Ankara’nın Başkent Oluşu
13 Ekim 1923 Ankara’nın Başkent Oluşu
13 Ekim 1923 Ankara’nın başkent oluşu ile ilgili tüm detaylar yazımızda!
Ankara Nasıl Başkent Oldu?
27 Aralık 1919 tarihinde Mustafa Kemal ve Temsil Heyeti Ankara’ya giriş yaptıklarında hiçbiri bu kadar büyük bir sevinç ve coşkuyla karşılaşacağını düşünmemişti. Bu durum hem Mustafa Kemal’i hem de beraberindeki Temsil Heyeti’ni çok memnun etti. 19 Mayıs 1919’da yurdu kurtarmak amacıyla çıktığı yolda, birçok Anadolu şehri gezen Mustafa Kemal, o günkü Ankara halkının coşkulu kutlamasını hiçbir zaman unutmadı.
1923 yılına gelindiğinde Lozan Anlaşması’nın imzalanmasından sonra yeni hükümetin nerede kurulacağı, ülkenin başkentinin neresi olacağı tartışmaları başladı. Bugüne kadar Osmanlı’nın başkenti İstanbul olmuş ve Anadolu şehirleri başkent olarak düşünülmemişti. İstanbul’un işgalden kurtulmuş olması sebebiyle ve geçmişten gelen alışkanlıkla yine hükümet merkezinin İstanbul olması yönünde, sesler yükselmekteydi. Fakat Ankara halkının Temsil Heyeti’ni sıcak karşılaması, coğrafi konumu, korunaklı bir bölge olması ve tarihi geçmişi nedeniyle başkent olmayı hak ediyordu.

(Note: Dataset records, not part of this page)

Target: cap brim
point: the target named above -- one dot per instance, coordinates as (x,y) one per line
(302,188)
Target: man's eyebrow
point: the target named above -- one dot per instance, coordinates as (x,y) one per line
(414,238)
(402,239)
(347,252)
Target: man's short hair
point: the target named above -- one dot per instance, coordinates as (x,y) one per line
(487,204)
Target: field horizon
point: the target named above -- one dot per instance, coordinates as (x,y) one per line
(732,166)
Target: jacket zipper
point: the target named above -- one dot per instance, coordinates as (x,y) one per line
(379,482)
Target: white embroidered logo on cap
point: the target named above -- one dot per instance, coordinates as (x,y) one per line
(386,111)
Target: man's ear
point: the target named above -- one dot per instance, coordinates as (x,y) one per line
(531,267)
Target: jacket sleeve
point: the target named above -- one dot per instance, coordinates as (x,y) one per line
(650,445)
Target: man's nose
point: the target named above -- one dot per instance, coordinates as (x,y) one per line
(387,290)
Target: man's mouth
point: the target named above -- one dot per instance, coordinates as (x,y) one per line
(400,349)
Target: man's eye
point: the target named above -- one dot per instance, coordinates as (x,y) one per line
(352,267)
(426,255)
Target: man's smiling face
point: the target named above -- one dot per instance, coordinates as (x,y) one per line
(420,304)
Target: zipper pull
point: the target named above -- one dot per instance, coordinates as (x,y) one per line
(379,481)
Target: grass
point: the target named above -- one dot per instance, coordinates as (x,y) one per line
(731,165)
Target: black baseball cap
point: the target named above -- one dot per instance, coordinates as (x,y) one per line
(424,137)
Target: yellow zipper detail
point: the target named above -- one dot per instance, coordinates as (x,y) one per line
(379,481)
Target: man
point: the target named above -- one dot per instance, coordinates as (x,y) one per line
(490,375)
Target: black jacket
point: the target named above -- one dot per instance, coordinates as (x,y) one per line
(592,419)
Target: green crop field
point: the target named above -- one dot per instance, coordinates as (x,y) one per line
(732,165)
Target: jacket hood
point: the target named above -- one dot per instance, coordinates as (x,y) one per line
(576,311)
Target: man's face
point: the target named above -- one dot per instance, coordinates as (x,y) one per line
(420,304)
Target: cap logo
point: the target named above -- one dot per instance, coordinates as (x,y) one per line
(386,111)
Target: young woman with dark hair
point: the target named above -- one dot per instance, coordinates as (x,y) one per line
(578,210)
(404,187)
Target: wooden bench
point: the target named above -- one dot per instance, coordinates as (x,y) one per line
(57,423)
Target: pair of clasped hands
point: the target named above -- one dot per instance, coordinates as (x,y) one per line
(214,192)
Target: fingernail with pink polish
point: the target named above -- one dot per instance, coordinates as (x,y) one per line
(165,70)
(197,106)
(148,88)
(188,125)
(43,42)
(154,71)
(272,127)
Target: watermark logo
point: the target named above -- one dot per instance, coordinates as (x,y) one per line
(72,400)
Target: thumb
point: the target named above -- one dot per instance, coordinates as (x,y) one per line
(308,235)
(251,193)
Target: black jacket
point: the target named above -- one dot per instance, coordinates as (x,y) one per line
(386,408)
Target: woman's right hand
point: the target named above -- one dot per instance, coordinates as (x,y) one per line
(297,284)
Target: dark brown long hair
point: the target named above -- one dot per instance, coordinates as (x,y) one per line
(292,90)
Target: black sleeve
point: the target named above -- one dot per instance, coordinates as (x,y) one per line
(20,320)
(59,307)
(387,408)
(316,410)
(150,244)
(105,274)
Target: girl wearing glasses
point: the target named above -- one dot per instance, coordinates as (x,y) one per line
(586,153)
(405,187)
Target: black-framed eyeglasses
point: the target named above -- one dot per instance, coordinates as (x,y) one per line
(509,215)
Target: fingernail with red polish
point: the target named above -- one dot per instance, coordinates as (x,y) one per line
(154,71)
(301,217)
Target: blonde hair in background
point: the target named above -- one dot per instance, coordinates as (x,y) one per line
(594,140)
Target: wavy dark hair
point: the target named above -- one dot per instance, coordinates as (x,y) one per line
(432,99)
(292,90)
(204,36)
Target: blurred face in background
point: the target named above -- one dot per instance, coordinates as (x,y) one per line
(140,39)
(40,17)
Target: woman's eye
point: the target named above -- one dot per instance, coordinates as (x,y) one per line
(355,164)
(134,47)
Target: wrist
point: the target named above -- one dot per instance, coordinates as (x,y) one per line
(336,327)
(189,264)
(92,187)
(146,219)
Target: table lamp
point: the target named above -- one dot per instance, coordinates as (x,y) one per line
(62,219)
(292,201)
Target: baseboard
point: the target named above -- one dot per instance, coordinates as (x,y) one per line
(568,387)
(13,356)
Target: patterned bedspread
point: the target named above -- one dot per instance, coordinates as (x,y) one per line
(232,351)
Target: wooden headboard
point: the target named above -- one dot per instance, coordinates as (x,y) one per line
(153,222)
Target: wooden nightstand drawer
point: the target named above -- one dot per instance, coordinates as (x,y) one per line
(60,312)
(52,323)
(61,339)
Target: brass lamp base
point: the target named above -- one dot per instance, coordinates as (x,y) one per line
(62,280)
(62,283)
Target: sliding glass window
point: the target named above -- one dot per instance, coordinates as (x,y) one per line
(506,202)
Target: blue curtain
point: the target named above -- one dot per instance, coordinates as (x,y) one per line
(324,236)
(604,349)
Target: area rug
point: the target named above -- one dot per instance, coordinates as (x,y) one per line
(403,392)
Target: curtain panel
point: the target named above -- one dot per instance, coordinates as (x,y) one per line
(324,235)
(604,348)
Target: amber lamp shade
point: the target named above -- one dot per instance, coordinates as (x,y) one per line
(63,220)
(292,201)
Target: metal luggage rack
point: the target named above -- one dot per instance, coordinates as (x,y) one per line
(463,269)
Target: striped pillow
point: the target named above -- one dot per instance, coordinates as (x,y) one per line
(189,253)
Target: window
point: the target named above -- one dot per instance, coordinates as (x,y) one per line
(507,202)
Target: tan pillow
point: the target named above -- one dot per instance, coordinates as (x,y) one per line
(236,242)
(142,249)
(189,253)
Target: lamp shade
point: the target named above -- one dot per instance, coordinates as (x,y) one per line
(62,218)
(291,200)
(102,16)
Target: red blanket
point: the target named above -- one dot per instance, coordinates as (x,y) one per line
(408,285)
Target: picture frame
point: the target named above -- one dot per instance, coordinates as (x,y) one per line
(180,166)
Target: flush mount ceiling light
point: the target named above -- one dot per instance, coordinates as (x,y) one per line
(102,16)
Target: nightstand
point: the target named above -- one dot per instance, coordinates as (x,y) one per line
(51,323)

İsmet İnönü ve arkadaşları da bunu düşünerek 9 Ekim 1923 tarihinde Meclis’e tek maddelik kanun teklifi sundular. Bu teklif, “Türkiye Devleti’nin başkenti Ankara’dır.” şeklindeydi. TBMM kanun teklifini kabul etti. 13 Ekim 1923 tarihinde, kanunun yürürlüğe girmesiyle Ankara, Türkiye Cumhuriyeti’nin başkenti olarak ilan edildi.
27 Aralık 1919’da Temsil Heyeti’nin Ankara’ya gelmesinden 13 Ekim 1923 Ankara’nın başkent ilan edilmesine kadar geçen sürede, Ankara birçok tarihi olaya şahitlik etti. İnönü Savaşı’ndan Büyük Taarruz’a, Kurtuluş Savaşı mücadelesinden TBMM’nin açılmasına ve oradan da Cumhuriyetin ilan edilip yeni bir devletin temellerinin atılmasına kadar pek çok şeye bu şehir yakından şahit oldu. Tüm bunlar olurken de Ankara halkı her zaman fedakârca cesaretle ve coşkuyla Mustafa Kemal’in ve yeniliklerinin yanında yer aldı.
Mustafa Kemal Nutuk’ta, Ankara’ya ilk geldiğinde Dikmen’de savaş araç gereçleriyle kuşanmış gençlerin ve halkın onları coşkuyla karşıladığından, içlerinden birisinin “Vatanı ve milleti düşmandan kurtarmak için hepimiz ölmeye hazırız, emrinizi bekliyoruz” dediğinden bahseder. Bu durum onda derin izler bırakır, Ankara ve Ankaralılarla derin bir bağ kurmasını sağlar. Vefatıyla da Ankara’dan kopmaz. Atatürk, Ankara’nın kalbinde ebedî yerini alır.
Ankara’nın Başkent Oluşunun 100. Yılı Kutlu Olsun!